OpenVG has been a bit of a question mark even when I started this project. While very interesting and the sort of thing I was after, it hasn’t really taken off. There’s a handful of library that support it but the most popular (ShivaVG) doesn’t even implement fonts. That shows it’s not really where it should be, realistically.
Additionally, I had quite a lot of trouble reading SVG files into OpenVG and getting it to render properly. This is probably my own fault but doesn’t bode very well regardless.
Even so, none of the OpenVG libraries seem to have been touched in quite a few years, some cases 5-7 years. What does Netcraft say?

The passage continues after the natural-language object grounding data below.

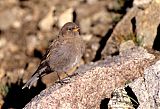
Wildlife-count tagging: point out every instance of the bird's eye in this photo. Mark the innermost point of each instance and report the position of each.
(69, 29)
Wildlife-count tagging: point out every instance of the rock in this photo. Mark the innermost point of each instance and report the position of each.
(147, 88)
(120, 99)
(146, 27)
(126, 45)
(137, 22)
(141, 2)
(100, 22)
(10, 17)
(121, 32)
(87, 37)
(48, 21)
(66, 16)
(3, 42)
(92, 85)
(31, 43)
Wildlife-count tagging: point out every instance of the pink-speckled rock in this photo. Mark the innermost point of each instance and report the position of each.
(94, 82)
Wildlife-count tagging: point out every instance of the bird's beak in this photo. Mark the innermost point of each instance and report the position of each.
(76, 29)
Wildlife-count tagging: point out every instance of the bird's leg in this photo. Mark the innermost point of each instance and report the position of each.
(68, 74)
(60, 81)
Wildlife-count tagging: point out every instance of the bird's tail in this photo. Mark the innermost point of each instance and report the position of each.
(31, 81)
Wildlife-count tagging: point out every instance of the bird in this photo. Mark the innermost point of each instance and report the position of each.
(64, 53)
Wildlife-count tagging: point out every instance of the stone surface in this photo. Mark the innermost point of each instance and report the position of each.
(145, 25)
(121, 33)
(147, 88)
(91, 85)
(66, 16)
(47, 22)
(126, 45)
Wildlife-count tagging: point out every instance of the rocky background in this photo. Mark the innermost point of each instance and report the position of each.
(28, 26)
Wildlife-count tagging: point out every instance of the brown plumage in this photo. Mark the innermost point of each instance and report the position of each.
(64, 53)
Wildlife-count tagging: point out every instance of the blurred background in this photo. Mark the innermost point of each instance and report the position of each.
(27, 27)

NanoVG has been something that’s been rearing its head much more and have encountered it in past projects. Another thing that has popped up is that I can’t really do much development on the Pi, so I have to either test it on my computer or cross build and deploy on the Pi and try it there. Obviously it’s much easier to do the testing on the computer, it’s much more powerful and quicker to try things.
Another thing I encountered is bgfx, which claims to be a Cross-platform, graphics API agnostic, “Bring Your Own Engine/Framework” style rendering library. That does sound quite appealing, as I’m lazy in terms of OpenGL. The shader pipeline requires a lot of code which anyone would rather avoid writing if they can.

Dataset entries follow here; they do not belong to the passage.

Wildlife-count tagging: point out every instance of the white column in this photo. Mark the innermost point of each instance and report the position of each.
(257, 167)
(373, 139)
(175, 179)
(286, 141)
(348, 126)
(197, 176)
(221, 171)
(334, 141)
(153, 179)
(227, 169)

Interestingly enough they list how many draw calls they can made to keep 60Hz on a Pi 216. This doesn’t sound particularly impressive, but it might just do the trick. Furthermore, they support NanoVG.
So, we get:
- NanoVG for vector drawing
- Integrated fonts, etc
- Cross platform
- Shader support
- Allowing my own engine
- Less OpenGL ES code to write
- And last, but not least: it’s under active development!
Using this would mean I spend less time dealing with drawing, more time with getting the data acquisition and processing right.
Latest sensor update
Pressure: 1017.50 hPa; Temp: 25.70 C
It appears to be getting hot in here.